Simply put, a couple can gift up to $10 million and not pay a penny in taxes to the federal government. Another offering from the same legislation set the tax rate on gifts above those amounts at 35 per cent; the tax rate was scheduled to be 55 per cent.
Wow, that sounds too good to be true—no, it’s too good to last! The legislation that set the higher exemption thresholds for gift taxes and estate taxes will only last for 2011 and 2012 before it re-sets to lower levels. So now is the time to make a substantial gift and remove assets from your estate.
Wait—why the rush? We still have the balance of 2011 and all of 2012 to make our gifts.
Enter the “Super Committee,” the 12 members of Congress evenly split between Democrats and Republicans, charged with finding $1.2 to $1.5 trillion in debt savings over a 10-year period.
If they can’t come up with an agreeable plan by November 23, an automatic $1.2 trillion in spending cuts kick in, evenly divided between defence and non-defence spending.
As this committee searches for revenue, it clearly understands the revenue impact of some of the lower estate and gift tax rates brought about by last year’s legislation.

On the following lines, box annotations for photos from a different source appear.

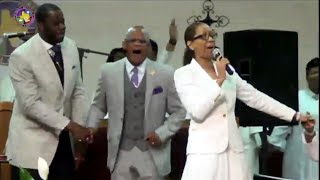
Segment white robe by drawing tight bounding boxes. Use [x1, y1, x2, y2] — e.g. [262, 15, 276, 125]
[268, 89, 319, 180]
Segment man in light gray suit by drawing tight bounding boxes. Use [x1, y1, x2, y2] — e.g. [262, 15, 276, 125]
[88, 26, 186, 180]
[6, 4, 90, 180]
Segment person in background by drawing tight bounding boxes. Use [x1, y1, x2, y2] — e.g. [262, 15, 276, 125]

Given the enormous budget deficit and charged political environment, it is uncertain if the current exemptions will remain intact through 2012.
It is possible that the Super Committee and Congress could make changes to current tax law and alter the gift and estate tax rates for 2012—along with changes to several other estate planning strategies, such as GRATs (Grantor Retained Annuity Trusts) and discounts for family transfers.

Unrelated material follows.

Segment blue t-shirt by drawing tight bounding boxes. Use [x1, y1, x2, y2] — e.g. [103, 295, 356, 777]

It remains to be seen what actions Congress will take with respect to finding the required $1.2 trillion in savings. Therefore, we must conclude that changes to our current tax law are a likely possibility.
Here’s what we do know: Between now and the end of 2011, we have the ability to make a sizable and significant gift of $10 million per couple or $5 million per individual without incurring the gift tax. It’s clearly the best gift of the season for anyone with significant assets.